I jammed the door open and ran down the empty hallway toward the mess hall.
Inside, alarm bells rang, ear piercingly loud. Lights flashed through the corridors, as if the sound was
n’t enough.
There was nobody around. I wondered if this wing was as completely abandoned as it seemed to be. Surely there must be cameras. Trackers. From the looks of it, everyone had fled. Everyone.
I got to the mess hall door and banged inside, ran behind the counter and into the kitchen. And there she was. Melanie. Curled up on the floor, not unlike Eric had been. I had thought she was brave. No, she was brave. Maybe she just needed a little … push.
“I need a knife!” I shouted. “Get up! You have to help!”
She looked up at me with frightened blue eyes. I extended my bloody hands to her, and she looked at them, alarmed.
“I—” she tried.
I grabbed onto her and heaved her to her feet.
“Now! I need a knife! Where?”
She looked confused for a moment, but she had more life in her than Eric did. Maybe she hadn’t been beaten down as much as he had.
She hurried over to a long row of knives magnetized and hung on a far wall I hadn’t seen.
“What do you need a knife for?” she asked, grabbing one of the smaller ones and handing it to me.
“You have to help me. You have to cut out my chip.”
Her eyes were wide, and she shook her head, backing up a few steps.

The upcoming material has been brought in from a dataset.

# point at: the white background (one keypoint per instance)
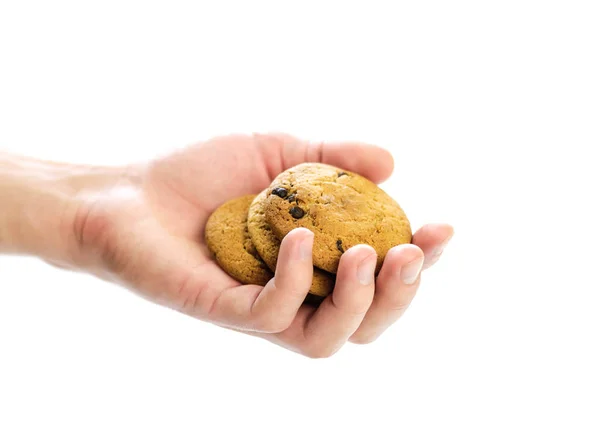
(492, 111)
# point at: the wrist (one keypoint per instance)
(40, 201)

“You have to,” I said. “There is no other way.”
I held out the knife to her, shaking it slightly as she stared at it, confused.

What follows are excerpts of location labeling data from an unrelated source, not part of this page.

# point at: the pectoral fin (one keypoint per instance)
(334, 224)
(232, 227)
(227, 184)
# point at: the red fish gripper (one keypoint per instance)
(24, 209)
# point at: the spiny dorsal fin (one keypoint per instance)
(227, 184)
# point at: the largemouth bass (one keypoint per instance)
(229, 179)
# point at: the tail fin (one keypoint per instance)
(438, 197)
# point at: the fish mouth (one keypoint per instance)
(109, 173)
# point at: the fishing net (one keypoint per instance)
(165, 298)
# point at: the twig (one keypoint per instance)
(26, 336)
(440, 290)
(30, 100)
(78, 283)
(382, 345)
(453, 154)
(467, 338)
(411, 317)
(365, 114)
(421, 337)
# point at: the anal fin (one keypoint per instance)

“Listen to me,” I said. “They can track us if we still have our chips in. We need to get them out.”
Her hand flew up to the left side of her head, feeling around for the tiny lump in the skin.
“I don’t want—I don’t think—”
“You don’t have to do yours if you don’t want to. If you want to stay here, or try to make a run for it, that’s fine. But you have to help me. Come on. You can do it.”
Suddenly, the blaring alarms went quiet. I looked around, but we were all alone. I didn’t know what it meant, that the alarms had stopped, but something told me that it couldn’t be good.
“Come on,” I whispered. At the back of the serving area there was a door leading to a different room in the kitchen. The supply room. I grabbed her arm and dragged her through it. Then I shut the door quietly behind us and put my back up against it. “Now,” I said. “Do it now.”